We could also bake it into jQuery.migrateDisablePatches & jQuery.migrateEnablePatches as some special keys like compatibility-patches & deprecation-patches (again, better naming suggestions welcome). Together with that, we could introduce a special key all that would disable all patches in case someone wants to enable one by one instead of disabling one by one.

Then we'd just need to keep a list of compat patches and compare those special keys against that. Thoughts?

mgol commented 4 weeks ago

I've been thinking about this more. From my original list, the first point - about differentiating between warnings for APIs that still exist and patches - seem less important to me than the second one - about not allowing patches restoring behavior from earlier jQuery versions than the one from which the upgrade process starts. Let's focus on that.

This is important as Migrate will now support both jQuery 3.x & 4.x and we don't want people to restore the 1.9 behavior when trying to upgrade from 3.x to 4.x.

I think we need to be able to specify the jQuery major from which the update starts, considering that breaking changes should generally only land in major releases now (jQuery 3.5 was a one-off BC due to a security issue). An API like:

jQuery.migrateUpgradingFromJQuery( major );

where major can be 1, 2, 3 or 4. If set to 1 or 2, all patches would be enabled. If set to 3, only the ones covering APIs removed in 4.0.0 or later. If set to 4, only the APIs that still exist would be patched to provide warnings.

I'd also propose for jQuery Migrate 3.x to have it set to 1 by default, and for jQuery Migrate 4.x - to have it set to 3, so that the default patching behavior is restoring less legacy cruft.

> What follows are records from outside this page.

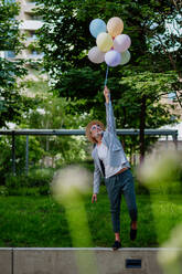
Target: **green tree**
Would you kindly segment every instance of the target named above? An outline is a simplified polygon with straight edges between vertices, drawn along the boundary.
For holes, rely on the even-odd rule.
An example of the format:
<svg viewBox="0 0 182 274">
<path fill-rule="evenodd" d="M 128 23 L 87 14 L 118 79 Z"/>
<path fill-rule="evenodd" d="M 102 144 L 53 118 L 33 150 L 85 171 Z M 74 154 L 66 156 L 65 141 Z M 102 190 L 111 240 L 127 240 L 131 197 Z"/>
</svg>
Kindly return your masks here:
<svg viewBox="0 0 182 274">
<path fill-rule="evenodd" d="M 171 68 L 170 60 L 164 52 L 154 50 L 160 42 L 159 39 L 157 41 L 157 36 L 167 40 L 163 36 L 167 20 L 176 17 L 174 2 L 171 0 L 124 0 L 115 3 L 106 0 L 82 2 L 39 0 L 39 3 L 43 3 L 39 13 L 45 21 L 39 32 L 40 48 L 45 53 L 44 68 L 50 74 L 55 94 L 71 99 L 85 99 L 85 105 L 78 106 L 78 110 L 84 113 L 92 109 L 90 113 L 101 119 L 105 112 L 100 102 L 104 102 L 106 65 L 96 66 L 87 59 L 88 50 L 95 45 L 95 39 L 89 33 L 89 23 L 95 18 L 101 18 L 106 22 L 114 15 L 122 18 L 124 33 L 129 34 L 132 40 L 130 48 L 132 57 L 127 66 L 109 70 L 108 85 L 113 91 L 117 118 L 124 122 L 125 127 L 140 127 L 142 157 L 143 129 L 147 126 L 158 127 L 169 123 L 169 112 L 165 106 L 159 104 L 159 99 L 161 95 L 174 89 L 178 82 L 176 71 L 173 77 L 169 76 L 168 72 L 174 68 Z M 180 67 L 179 63 L 178 67 Z M 160 73 L 167 73 L 163 77 L 169 81 L 168 85 Z M 128 84 L 132 77 L 133 86 Z M 156 77 L 158 81 L 152 84 Z M 125 82 L 121 81 L 122 78 Z M 124 99 L 125 106 L 119 104 L 119 98 Z M 162 113 L 162 118 L 151 115 L 151 109 L 156 109 L 154 114 Z M 129 117 L 127 123 L 119 116 L 122 112 L 124 119 Z"/>
<path fill-rule="evenodd" d="M 72 102 L 72 106 L 74 103 Z M 87 116 L 87 115 L 86 115 Z M 65 98 L 47 96 L 25 117 L 25 128 L 71 129 L 78 128 L 87 119 L 79 114 L 72 114 L 71 104 Z M 52 158 L 53 165 L 61 165 L 86 157 L 85 138 L 75 136 L 40 136 L 36 137 L 45 157 Z"/>
</svg>

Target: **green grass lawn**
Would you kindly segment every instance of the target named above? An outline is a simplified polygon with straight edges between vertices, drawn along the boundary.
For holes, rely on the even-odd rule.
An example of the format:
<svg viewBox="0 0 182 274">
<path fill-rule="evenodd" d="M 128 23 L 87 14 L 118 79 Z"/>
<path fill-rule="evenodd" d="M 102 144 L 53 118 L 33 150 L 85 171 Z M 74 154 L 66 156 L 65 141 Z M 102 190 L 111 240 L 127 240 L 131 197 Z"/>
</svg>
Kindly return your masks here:
<svg viewBox="0 0 182 274">
<path fill-rule="evenodd" d="M 109 201 L 104 186 L 98 201 L 85 197 L 85 209 L 93 246 L 110 246 L 114 242 Z M 137 196 L 138 238 L 129 240 L 129 215 L 121 204 L 121 241 L 124 247 L 160 246 L 175 225 L 182 223 L 181 196 Z M 73 205 L 74 207 L 74 205 Z M 79 210 L 75 207 L 75 211 Z M 0 246 L 73 246 L 65 209 L 52 197 L 0 197 Z M 86 246 L 81 246 L 86 247 Z"/>
</svg>

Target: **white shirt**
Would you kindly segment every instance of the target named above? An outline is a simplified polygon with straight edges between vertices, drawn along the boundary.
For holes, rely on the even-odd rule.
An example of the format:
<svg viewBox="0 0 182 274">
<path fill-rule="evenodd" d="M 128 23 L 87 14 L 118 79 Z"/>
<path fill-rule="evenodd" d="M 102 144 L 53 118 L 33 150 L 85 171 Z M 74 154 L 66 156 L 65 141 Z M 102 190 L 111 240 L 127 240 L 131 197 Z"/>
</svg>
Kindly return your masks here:
<svg viewBox="0 0 182 274">
<path fill-rule="evenodd" d="M 101 145 L 97 145 L 98 158 L 103 161 L 105 166 L 105 176 L 109 178 L 116 175 L 124 167 L 120 165 L 119 167 L 110 167 L 108 164 L 108 148 L 101 143 Z"/>
</svg>

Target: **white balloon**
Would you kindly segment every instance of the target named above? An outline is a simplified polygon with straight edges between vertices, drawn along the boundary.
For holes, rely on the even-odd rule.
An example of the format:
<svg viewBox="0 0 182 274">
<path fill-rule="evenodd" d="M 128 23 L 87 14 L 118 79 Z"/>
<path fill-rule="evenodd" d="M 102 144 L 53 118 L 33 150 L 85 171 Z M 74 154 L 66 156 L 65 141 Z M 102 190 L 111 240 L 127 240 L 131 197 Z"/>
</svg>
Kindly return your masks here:
<svg viewBox="0 0 182 274">
<path fill-rule="evenodd" d="M 130 61 L 131 54 L 129 51 L 121 52 L 120 55 L 121 55 L 121 62 L 120 62 L 121 65 L 125 65 Z"/>
<path fill-rule="evenodd" d="M 114 40 L 114 49 L 118 52 L 125 52 L 129 49 L 131 40 L 127 34 L 119 34 Z"/>
<path fill-rule="evenodd" d="M 88 52 L 88 59 L 96 64 L 100 64 L 105 61 L 105 53 L 101 52 L 97 46 L 94 46 Z"/>
<path fill-rule="evenodd" d="M 121 62 L 121 55 L 117 51 L 108 51 L 105 55 L 105 62 L 108 66 L 117 66 Z"/>
</svg>

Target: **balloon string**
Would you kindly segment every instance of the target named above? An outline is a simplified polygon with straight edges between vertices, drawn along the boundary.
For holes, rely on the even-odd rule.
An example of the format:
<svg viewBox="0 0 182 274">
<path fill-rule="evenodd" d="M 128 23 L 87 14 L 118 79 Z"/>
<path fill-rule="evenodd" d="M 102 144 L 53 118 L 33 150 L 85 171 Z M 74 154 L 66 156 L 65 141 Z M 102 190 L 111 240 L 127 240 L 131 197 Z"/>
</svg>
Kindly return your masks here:
<svg viewBox="0 0 182 274">
<path fill-rule="evenodd" d="M 107 70 L 106 70 L 106 78 L 105 78 L 105 86 L 106 86 L 106 84 L 107 84 L 108 72 L 109 72 L 109 66 L 107 65 Z"/>
</svg>

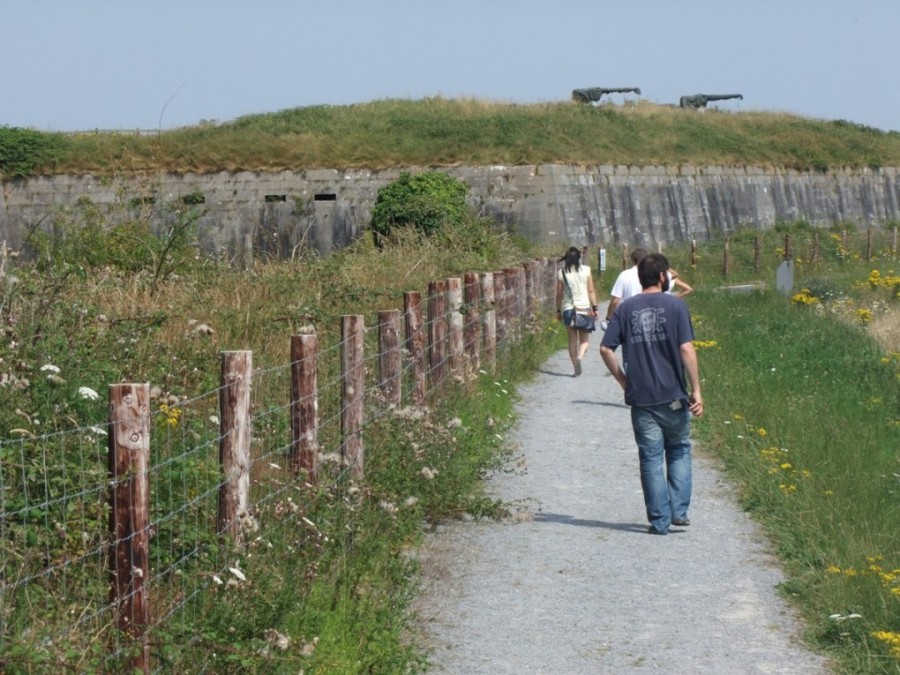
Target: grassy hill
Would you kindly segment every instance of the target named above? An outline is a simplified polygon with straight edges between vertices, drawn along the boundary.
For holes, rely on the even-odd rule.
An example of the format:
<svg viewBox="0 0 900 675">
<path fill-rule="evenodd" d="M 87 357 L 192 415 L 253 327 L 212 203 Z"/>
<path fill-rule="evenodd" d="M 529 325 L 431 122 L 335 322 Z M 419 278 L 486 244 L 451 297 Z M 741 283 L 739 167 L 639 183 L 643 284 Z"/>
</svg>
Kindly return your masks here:
<svg viewBox="0 0 900 675">
<path fill-rule="evenodd" d="M 4 178 L 482 164 L 900 166 L 900 133 L 767 112 L 574 102 L 381 100 L 147 133 L 0 128 Z"/>
</svg>

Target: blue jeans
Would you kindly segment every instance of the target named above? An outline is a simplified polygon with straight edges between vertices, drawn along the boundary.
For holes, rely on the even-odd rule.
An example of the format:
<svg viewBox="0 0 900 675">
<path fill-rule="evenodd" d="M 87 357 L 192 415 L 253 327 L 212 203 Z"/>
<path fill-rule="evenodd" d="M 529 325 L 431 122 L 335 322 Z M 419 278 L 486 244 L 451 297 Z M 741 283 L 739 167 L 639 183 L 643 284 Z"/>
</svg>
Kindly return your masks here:
<svg viewBox="0 0 900 675">
<path fill-rule="evenodd" d="M 668 404 L 631 408 L 631 426 L 641 462 L 647 520 L 668 532 L 672 519 L 687 518 L 691 505 L 691 414 Z M 663 469 L 665 460 L 665 469 Z"/>
</svg>

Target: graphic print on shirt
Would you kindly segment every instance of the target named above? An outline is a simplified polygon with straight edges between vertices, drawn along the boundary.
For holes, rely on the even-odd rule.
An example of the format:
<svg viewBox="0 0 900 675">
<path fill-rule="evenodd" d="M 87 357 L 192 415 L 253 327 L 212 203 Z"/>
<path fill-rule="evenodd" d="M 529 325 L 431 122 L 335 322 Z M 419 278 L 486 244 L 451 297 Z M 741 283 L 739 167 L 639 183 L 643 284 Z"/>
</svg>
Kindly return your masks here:
<svg viewBox="0 0 900 675">
<path fill-rule="evenodd" d="M 637 342 L 661 342 L 666 339 L 663 324 L 666 310 L 661 307 L 645 307 L 631 313 L 631 334 Z"/>
</svg>

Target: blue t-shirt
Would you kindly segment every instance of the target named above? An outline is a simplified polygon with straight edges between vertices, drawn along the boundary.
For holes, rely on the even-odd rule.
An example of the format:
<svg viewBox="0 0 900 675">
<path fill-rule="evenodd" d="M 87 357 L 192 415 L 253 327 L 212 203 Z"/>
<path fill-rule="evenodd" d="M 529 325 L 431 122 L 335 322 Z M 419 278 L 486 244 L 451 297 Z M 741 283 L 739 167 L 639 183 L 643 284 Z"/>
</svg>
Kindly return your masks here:
<svg viewBox="0 0 900 675">
<path fill-rule="evenodd" d="M 651 406 L 688 398 L 681 345 L 694 339 L 691 314 L 668 293 L 640 293 L 616 307 L 601 345 L 622 346 L 625 403 Z"/>
</svg>

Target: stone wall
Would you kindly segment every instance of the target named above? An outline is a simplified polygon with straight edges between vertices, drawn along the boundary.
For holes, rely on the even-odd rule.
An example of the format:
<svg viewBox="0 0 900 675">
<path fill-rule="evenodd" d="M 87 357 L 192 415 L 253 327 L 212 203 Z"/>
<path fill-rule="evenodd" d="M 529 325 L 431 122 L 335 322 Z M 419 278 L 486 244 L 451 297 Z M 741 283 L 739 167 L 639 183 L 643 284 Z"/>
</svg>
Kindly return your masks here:
<svg viewBox="0 0 900 675">
<path fill-rule="evenodd" d="M 818 173 L 542 164 L 446 171 L 469 186 L 479 212 L 536 242 L 649 246 L 798 219 L 817 226 L 900 220 L 898 168 Z M 16 249 L 31 228 L 49 226 L 87 201 L 115 218 L 148 217 L 157 230 L 201 202 L 195 207 L 203 210 L 199 227 L 210 252 L 287 257 L 307 247 L 328 253 L 362 235 L 378 190 L 399 175 L 400 169 L 315 170 L 3 181 L 0 240 Z"/>
</svg>

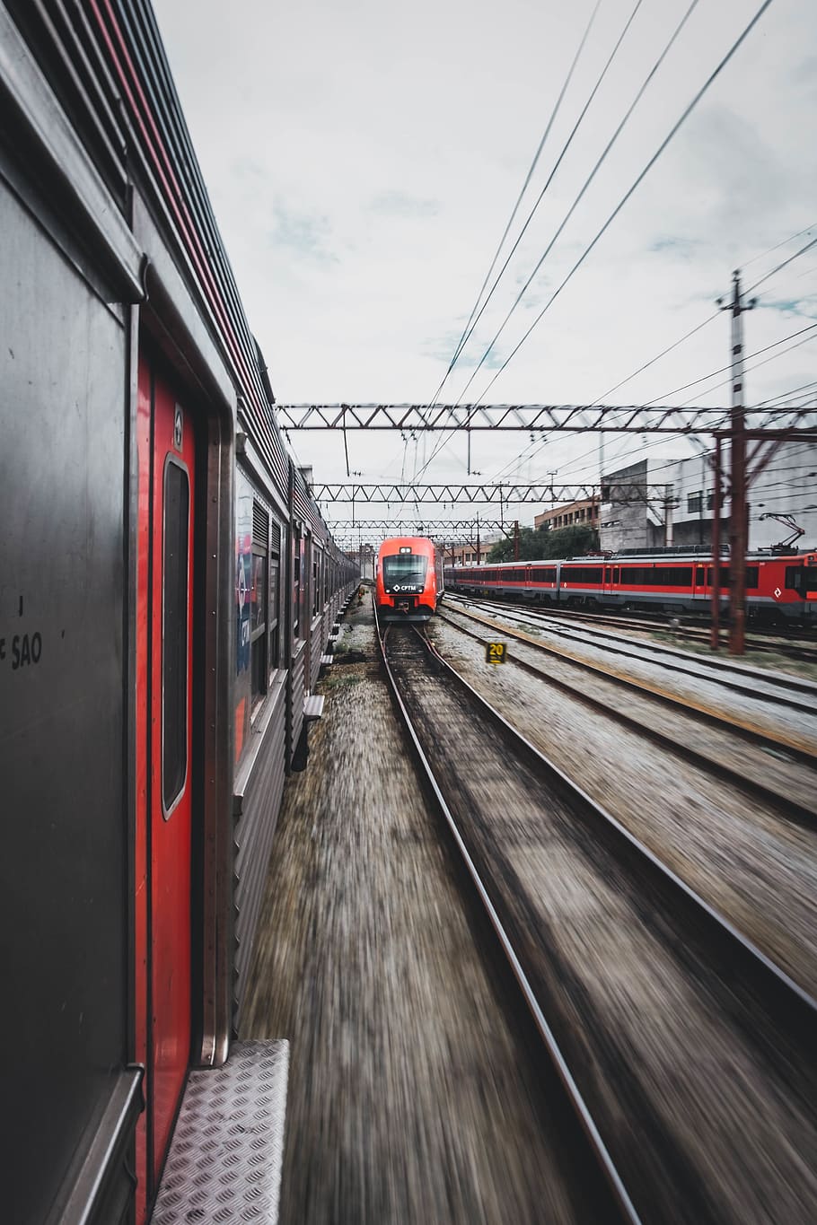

We also need to think how to implement that - we need to somehow associate each warning with a jQuery version where a related breaking change occurred - or none, if the warning is for an API that still exists in all stable jQuery versions. It doesn't seem clean to repeat the major in each migrateWarn call, so we should have a way to register this metadata in some kind of a central registry. I don't want to keep it in a single place, though, so that we don't end up with legacy registrations for warnings already removed. Perhaps we need an internal API like registerWarningForMajor( major ) where major can be 3, 4 or undefined - the last one for APIs that still exist. We should also incorporate a check into migrateWarn that a registration was already done, or throw an error.

If someone has a better idea for how to implement this, or what a good API would look like here, I'm all ears!

On a related note, I'm also considering making Migrate 4.x only support running with jQuery 3.5.0 or newer. jQuery 3.5.0 was released 4.5 years ago, it has no reported security issues and is a breaking change release despite being a minor update. It'd also make our tests quicker due to a smaller set of tested jQuery versions.